I think the problem we have is that nobody is treating prediabetes. They may be recognizing and they may not be recognizing but part of the problem is we don't have medications that can take care of it except for perhaps weight reduction medications, and most insurance companies don't pay for weight loss medications and so we're really talking about weight loss and physical activity, and perhaps for some patients we might lose some metformin. So the question is how do we deal with the vast number of patients who have diabetes that we know that ultimately will go on to having diabetes and the cost and the morbidity and mortality associated with diabetes? So if we could focus on prediabetes and help those patients understand the devastations of what it would be to move on to diabetes and I'm not into to scare tactics quite honestly, but I really do think an awareness and an education to help those patients understand what we're talking about and a reality check for not only the patients but the health care providers who see overweight and obese patients and don't comfort them or have a conversation about it.
I think we need to start really talking about cardiovascular disease. I don't think we talk enough about it. I'm in a specialty problem practice, I'm in an endocrinology practice so we're looking at blood pressure, we're looking at lipids, we're looking at diabetes.

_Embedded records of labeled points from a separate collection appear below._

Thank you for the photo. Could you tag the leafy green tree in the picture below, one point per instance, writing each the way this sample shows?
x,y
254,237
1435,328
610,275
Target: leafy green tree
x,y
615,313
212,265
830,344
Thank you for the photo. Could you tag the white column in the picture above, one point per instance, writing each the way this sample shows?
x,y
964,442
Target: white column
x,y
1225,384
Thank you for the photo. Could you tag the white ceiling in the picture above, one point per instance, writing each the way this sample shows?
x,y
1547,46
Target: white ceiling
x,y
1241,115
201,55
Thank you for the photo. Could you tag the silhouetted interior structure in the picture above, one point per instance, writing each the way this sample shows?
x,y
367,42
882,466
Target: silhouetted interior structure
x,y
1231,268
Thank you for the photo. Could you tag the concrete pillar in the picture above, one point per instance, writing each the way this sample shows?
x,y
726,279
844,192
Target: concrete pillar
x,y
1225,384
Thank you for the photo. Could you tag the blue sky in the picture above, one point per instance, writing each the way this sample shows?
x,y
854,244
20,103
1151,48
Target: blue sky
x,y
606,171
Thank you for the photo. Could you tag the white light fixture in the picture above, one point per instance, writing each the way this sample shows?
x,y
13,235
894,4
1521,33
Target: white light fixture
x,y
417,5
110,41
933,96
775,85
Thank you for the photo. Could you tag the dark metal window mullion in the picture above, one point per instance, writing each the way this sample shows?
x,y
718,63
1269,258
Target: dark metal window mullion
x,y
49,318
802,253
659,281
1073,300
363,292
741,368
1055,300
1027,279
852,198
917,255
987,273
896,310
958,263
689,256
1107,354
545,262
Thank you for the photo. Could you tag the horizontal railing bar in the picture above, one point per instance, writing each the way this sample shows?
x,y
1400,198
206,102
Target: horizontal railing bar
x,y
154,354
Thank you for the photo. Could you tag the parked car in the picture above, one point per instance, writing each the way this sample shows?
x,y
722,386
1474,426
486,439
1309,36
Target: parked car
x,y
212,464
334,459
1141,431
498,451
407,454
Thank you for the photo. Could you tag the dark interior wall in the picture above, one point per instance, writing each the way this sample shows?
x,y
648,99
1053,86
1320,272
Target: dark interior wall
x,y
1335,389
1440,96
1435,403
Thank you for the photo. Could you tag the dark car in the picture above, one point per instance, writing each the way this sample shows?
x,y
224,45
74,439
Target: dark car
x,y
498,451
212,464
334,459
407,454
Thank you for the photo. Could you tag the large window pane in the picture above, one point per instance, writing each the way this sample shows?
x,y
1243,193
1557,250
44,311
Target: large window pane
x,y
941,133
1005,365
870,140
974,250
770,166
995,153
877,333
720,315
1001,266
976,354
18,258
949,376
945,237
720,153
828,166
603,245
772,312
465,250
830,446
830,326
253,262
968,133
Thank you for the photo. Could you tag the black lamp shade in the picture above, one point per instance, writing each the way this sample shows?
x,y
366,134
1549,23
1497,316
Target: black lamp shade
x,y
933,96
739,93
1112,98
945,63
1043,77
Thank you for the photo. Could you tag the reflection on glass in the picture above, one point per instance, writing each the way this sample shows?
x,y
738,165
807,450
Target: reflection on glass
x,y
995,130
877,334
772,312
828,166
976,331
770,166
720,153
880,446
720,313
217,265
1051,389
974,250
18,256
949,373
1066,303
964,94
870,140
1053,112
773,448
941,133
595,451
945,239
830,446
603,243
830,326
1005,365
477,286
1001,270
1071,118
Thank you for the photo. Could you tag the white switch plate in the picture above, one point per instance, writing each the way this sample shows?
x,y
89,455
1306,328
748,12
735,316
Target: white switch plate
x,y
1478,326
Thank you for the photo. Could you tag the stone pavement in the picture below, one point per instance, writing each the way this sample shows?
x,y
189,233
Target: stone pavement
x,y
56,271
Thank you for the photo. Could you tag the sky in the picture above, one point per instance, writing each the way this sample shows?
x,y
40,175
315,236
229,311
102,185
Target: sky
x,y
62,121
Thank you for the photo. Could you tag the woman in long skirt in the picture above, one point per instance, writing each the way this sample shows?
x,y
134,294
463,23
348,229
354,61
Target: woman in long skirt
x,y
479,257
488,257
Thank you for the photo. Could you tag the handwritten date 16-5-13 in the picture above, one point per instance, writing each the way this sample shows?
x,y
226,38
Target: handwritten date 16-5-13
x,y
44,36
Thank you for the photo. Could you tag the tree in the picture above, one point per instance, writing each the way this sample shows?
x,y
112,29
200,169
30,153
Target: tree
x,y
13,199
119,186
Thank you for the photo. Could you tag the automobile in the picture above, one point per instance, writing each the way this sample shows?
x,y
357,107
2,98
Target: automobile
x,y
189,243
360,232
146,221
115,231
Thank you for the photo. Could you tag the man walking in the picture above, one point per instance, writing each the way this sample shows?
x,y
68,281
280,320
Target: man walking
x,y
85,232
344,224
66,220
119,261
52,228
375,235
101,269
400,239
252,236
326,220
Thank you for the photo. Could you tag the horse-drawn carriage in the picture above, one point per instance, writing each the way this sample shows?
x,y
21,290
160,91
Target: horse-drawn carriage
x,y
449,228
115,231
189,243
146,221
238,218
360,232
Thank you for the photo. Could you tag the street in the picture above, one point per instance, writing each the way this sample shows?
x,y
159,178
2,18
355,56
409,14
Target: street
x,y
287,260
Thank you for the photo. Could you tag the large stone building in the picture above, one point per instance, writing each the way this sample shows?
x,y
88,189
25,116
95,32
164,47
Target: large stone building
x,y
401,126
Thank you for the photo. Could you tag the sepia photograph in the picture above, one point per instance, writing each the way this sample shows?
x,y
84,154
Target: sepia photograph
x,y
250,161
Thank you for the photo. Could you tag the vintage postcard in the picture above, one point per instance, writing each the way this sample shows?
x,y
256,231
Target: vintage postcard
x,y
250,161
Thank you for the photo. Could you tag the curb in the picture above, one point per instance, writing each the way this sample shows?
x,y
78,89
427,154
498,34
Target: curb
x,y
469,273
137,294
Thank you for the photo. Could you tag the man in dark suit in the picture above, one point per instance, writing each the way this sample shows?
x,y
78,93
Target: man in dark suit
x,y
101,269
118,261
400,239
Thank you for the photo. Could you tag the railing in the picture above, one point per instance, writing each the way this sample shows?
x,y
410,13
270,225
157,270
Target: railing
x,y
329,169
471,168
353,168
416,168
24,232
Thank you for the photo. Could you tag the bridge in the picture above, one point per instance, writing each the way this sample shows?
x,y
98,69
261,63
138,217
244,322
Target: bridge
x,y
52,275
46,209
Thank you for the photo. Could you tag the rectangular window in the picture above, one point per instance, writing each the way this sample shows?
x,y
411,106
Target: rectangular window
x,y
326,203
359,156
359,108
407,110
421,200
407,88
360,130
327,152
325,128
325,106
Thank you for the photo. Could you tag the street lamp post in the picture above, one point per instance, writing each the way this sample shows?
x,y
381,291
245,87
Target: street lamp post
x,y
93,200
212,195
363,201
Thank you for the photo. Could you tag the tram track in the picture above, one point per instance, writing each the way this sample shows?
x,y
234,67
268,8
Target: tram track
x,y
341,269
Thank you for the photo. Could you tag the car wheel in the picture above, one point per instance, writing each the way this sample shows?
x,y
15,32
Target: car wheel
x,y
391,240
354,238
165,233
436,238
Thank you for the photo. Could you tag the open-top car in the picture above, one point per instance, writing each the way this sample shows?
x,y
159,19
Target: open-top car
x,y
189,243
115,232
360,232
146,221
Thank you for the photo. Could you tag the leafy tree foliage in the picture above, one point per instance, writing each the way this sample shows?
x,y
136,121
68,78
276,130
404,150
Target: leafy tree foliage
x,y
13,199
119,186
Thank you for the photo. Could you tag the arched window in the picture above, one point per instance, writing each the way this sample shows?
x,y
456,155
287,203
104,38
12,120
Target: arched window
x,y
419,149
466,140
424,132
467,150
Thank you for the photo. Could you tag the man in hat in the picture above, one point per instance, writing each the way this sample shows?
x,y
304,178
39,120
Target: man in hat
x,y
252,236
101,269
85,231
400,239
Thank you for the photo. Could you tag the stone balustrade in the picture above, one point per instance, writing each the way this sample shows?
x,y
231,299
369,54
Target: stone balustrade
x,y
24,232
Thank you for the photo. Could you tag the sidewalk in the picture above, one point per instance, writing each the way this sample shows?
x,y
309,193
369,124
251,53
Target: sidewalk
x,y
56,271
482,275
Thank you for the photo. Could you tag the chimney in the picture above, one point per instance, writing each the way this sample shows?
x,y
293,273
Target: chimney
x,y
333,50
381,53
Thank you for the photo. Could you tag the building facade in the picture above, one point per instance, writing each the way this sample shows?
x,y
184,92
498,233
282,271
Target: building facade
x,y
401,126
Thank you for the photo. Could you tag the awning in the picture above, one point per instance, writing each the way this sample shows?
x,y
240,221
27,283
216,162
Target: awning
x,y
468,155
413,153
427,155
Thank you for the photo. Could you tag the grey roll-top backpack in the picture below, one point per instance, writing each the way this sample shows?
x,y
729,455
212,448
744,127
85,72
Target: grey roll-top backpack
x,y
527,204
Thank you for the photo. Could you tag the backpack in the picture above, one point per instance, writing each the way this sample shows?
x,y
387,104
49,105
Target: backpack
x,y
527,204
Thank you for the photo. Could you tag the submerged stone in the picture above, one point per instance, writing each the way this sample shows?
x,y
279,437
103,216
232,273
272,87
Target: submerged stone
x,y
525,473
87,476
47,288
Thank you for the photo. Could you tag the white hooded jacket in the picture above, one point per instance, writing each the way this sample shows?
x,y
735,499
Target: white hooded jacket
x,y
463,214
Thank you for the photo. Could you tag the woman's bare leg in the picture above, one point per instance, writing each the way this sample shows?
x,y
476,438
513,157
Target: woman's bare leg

That's really where our focus is and even then we miss some patients in terms of discussion of their cardiovascular risk, weight reduction, physical activity, but most importantly the use of statins. I think we really need to introduce earlier. There's a benefit to just about putting it in the water quite honestly but we really need to start talking earlier on to most patients especially if they have diabetes about cardiovascular disease, and the need for the use of statins. So I really don't think that there is magic, nomenclature that we can have with patients but an honest conversation. My conversation with my patients are your greatest risk in life is going to be cardiovascular disease and that's whether you have type 1 or type 2 diabetes. We've got the statins, we should be using them. So that's where the time should be spent with patients who have diabetes and cardiovascular-risk diseases.